In his vision, A multipolar world—with the US, China and Russia competing without a dominant arbiter—is more unstable by definition.. Not because the Cold War was idyllic, but because the balance of power without clear rules often leads to conflict.

Trump, Europe and support for the populist right

Kagan sees the Trump administration’s support for European nationalist forces as especially dangerous. He explicitly cites parties like the German AfD or figures like Marine Le Pen or Nigel Farage.
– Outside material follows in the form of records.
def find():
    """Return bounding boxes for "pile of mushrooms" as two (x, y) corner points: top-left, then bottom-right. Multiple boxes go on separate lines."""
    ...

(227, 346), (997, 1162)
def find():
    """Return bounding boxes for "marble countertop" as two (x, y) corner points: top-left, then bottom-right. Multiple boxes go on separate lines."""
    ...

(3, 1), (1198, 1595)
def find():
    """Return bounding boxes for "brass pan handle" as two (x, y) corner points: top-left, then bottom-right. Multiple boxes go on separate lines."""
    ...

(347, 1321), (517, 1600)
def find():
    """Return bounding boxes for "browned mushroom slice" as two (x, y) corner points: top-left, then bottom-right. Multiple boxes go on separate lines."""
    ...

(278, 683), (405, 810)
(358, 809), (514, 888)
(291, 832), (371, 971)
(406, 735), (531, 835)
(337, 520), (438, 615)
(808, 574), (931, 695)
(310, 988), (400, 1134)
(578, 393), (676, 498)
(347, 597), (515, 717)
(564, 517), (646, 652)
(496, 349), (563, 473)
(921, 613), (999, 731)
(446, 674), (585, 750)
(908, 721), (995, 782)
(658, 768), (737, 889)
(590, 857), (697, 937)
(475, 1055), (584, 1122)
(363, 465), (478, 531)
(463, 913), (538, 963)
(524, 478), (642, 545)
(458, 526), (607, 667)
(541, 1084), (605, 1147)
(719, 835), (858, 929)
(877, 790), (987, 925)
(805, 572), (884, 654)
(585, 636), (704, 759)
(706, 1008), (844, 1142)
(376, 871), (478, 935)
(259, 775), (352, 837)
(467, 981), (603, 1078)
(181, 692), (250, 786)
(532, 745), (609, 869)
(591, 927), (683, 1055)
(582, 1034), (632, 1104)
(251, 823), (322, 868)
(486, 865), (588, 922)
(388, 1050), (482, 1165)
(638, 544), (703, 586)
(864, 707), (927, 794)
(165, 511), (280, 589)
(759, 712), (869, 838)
In his analysis, it is not just about American domestic politics, but about a broader strategy that erodes the European project from within. Hence his most controversial phrase: that as long as Trump is in power, Europe cannot count on the US as a reliable ally.

A disturbing electoral scenario

The interview also enters domestic territory: Kagan speculates on the possibility of mechanisms such as the Insurrection Act of 1807 being used in a context of riots prior to legislative elections, and raises scenarios of institutional tension .

Robert Kagan is not an anti-establishment activist, but a figure of the establishment conservative intellectual who for decades defended American global leadership. That someone with that profile talks about potential dictatorship, European rearmament and transatlantic rupture reflects the extent to which the debate on the future of the alliance between the US and Europe has ceased to be academic and has become strategic.